Radiochromic plastic and gel materials have recently emerged which can yield 3D dose information over clinical volumes in high resolution. These dosimeters can provide a much more comprehensive verification of complex radiation therapy treatments than can be achieved by conventional planar and point dosimeters. To achieve full clinical potential, these dosimeters require a fast and accurate read-out technology. Broad-beam optical-computed tomography (optical-CT) systems have shown promise, but can be sensitive to stray light artifacts originating in the imaging chain. In this work we present and evaluate a method to correct for stray light artifacts by deconvolving a measured, spatially invariant, point spread function (PSF). The correction was developed for the DLOS (Duke large field-of-view optical-CT scanner) in conjunction with radiochromic PRESAGE® dosimeters. The PSF was constructed from a series of acquisitions of projection images of various sized apertures placed in the optical imaging chain. Images were acquired with a range of exposure times, and for a range of aperture sizes (0.2-11 mm). The PSF is investigated under a variety of conditions, and found to be robust and spatially invariant, key factors enabling the viability of the deconvolution approach. The spatial invariance and robustness of the PSF are facilitated by telecentric imaging, which produces a collimated light beam and removes stray light originating upstream of the imaging lens. The telecentric capability of the DLOS therefore represents a significant advantage, both in keeping stray light levels to a minimum and enabling viability of an accurate PSF deconvolution method to correct for the residual.
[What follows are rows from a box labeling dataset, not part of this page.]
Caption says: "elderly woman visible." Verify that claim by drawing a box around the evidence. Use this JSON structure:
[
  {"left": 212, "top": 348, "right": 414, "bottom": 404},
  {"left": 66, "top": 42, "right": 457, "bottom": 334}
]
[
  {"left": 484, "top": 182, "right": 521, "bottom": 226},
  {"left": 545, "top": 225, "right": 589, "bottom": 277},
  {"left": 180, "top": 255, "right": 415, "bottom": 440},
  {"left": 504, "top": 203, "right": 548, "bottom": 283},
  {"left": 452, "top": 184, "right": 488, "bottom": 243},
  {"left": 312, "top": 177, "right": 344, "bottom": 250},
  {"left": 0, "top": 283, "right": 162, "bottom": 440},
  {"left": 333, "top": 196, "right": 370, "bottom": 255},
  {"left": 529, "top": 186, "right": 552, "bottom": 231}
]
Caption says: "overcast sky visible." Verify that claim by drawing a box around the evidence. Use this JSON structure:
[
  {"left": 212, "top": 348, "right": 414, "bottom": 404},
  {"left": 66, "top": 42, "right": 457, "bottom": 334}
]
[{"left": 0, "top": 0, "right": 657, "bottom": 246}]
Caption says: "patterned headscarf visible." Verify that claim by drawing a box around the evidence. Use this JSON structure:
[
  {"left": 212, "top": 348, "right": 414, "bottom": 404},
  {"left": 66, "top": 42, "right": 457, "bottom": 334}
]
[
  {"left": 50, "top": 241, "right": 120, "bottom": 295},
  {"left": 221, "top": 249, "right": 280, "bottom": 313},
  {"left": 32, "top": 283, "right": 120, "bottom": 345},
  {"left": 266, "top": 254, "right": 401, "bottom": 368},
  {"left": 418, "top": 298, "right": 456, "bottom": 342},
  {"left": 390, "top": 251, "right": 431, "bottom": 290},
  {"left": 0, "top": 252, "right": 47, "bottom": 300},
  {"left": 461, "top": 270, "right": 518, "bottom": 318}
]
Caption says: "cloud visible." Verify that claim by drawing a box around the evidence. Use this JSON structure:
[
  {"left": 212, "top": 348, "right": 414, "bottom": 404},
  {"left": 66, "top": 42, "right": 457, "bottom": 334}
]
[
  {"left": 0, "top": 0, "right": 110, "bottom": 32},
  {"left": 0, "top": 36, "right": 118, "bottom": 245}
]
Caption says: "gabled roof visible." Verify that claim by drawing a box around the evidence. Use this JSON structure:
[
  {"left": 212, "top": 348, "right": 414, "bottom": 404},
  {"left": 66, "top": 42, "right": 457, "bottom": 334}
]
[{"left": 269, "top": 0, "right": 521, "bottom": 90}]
The performance of the correction method was evaluated on projection images containing known optical-density variations, and also on known 3D dose distributions. The method is shown to accurately account for stray light on small field dosimetry with corrections up to 3% in magnitude shown here although corrections of >10% have been observed in extreme cases. The dominant source of stray light was found to be within the imaging lens. Correcting for stray light extended the dynamic range of the system from ∼30 to ∼60 dB. The correction should be used when measurements need to be accurate within 3%.
近年来出现了一些可以在高分辨率下提供临床体积内的 3D 剂量信息的放射色塑料和凝胶材料。这些剂量计可以提供比传统的平面和点剂量计更全面的复杂放射治疗验证。为了实现充分的临床潜力,这些剂量计需要快速、准确的读取技术。宽束光学计算机断层扫描(光学 CT)系统显示出了潜力,但可能对成像链中产生的杂散光伪影敏感。在这项工作中,我们提出并评估了一种通过反卷积测量的、空间不变的点扩散函数(PSF)来校正杂散光伪影的方法。该方法是与放射色 PRESAGE®剂量计一起为 DLOS(杜克大学大视场光学 CT 扫描仪)开发的。PSF 是由一系列放置在光学成像链中的不同大小孔径的投影图像的采集构建而成的。图像是在不同的曝光时间和孔径大小(0.2-11mm)下采集的。研究了 PSF 在各种条件下的表现,发现其具有稳健性和空间不变性,这是反卷积方法可行性的关键因素。PSF 的空间不变性和稳健性得益于远心成像,它产生了一个平行光光束,并消除了成像透镜上游产生的杂散光。因此,DLOS 的远心能力不仅可以将杂散光水平降至最低,还可以实现准确的 PSF 反卷积方法来校正残余杂散光,这是一个显著的优势。在包含已知光密度变化的投影图像和已知的 3D 剂量分布上评估了校正方法的性能。该方法在小场剂量测量中能够准确地考虑杂散光,校正后,光密度变化幅度最大可达 3%,尽管在极端情况下观察到了超过 10%的校正。杂散光的主要来源被发现是在成像透镜内。校正杂散光后,系统的动态范围从大约 30dB 扩展到大约 60dB。当测量需要在 3%以内准确时,应该使用该校正方法。